I ran into this problem the other day, it turns out the reason for this is the CHaracters method is being called multiple times in case any of these Characters are contained in the Value:
" "
' '
< <
> >
& &
Also be careful about Linebreaks / newlines within the value!!!
If the xml is linewrapped without your controll the characters method wil also be called for each line that is in the statement, plus it will return the linebreak! (which you manually need to strip out in turn).

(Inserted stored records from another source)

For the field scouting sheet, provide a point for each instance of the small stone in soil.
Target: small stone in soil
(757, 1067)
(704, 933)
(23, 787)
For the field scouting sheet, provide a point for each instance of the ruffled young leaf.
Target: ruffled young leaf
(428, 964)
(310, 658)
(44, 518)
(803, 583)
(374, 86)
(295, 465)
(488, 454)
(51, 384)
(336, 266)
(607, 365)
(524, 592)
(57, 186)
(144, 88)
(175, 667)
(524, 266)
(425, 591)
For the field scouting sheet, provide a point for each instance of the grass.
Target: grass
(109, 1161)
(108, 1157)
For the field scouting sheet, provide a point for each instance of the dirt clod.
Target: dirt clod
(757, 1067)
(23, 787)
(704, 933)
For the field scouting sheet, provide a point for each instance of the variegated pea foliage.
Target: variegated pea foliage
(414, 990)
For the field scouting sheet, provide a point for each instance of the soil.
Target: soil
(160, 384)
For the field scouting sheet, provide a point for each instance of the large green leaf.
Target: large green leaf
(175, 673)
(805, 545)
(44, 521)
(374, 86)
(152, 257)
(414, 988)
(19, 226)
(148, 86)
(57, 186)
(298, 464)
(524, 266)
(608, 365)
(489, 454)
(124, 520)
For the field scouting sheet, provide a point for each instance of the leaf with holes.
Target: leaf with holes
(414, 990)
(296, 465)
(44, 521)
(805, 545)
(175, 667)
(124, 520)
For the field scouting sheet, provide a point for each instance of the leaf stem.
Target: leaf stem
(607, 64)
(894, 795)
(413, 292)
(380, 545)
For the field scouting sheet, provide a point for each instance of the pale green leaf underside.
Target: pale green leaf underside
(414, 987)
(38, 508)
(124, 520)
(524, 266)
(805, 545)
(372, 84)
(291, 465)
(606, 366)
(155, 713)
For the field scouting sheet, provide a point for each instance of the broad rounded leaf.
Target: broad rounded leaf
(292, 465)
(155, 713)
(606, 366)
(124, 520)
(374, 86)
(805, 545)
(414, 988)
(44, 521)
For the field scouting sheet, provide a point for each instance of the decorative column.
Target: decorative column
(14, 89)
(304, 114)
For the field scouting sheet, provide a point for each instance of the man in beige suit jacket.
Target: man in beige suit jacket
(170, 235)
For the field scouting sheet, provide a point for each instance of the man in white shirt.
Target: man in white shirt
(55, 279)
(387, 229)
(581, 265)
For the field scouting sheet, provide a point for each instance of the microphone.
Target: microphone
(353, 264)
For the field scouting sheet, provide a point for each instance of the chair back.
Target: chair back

A sample Handler taking care of all these problems is this one:
DefaultHandler handler = new DefaultHandler() {
private boolean isInANameTag = false;
private String localname;
private StringBuilder elementContent;
@Override
public void startElement(String uri, String localName,String qName, Attributes attributes) throws SAXException {
if (qname.equalsIgnoreCase("myfield")) {
isInMyTag = true;
this.localname = localname;
this.elementContent = new StringBuilder();
}
}
public void characters(char[] buffer, int start, int length) {
if (isInMyTag) {
String content = new String(ch, start, length);
if (StringUtils.equals(content.substring(0, 1), "\n")) {
// remove leading newline
elementContent.append(content.substring(1));
} else {
elementContent.append(content);
}
}
}
public void endElement(String uri, String localName, String qName) throws SAXException {
if (qname.equalsIgnoreCase("myfield")) {
isInMyTag = false;
// do something with elementContent.toString());
System.out.println(elementContent.toString());
this.localname = "";
}
}
}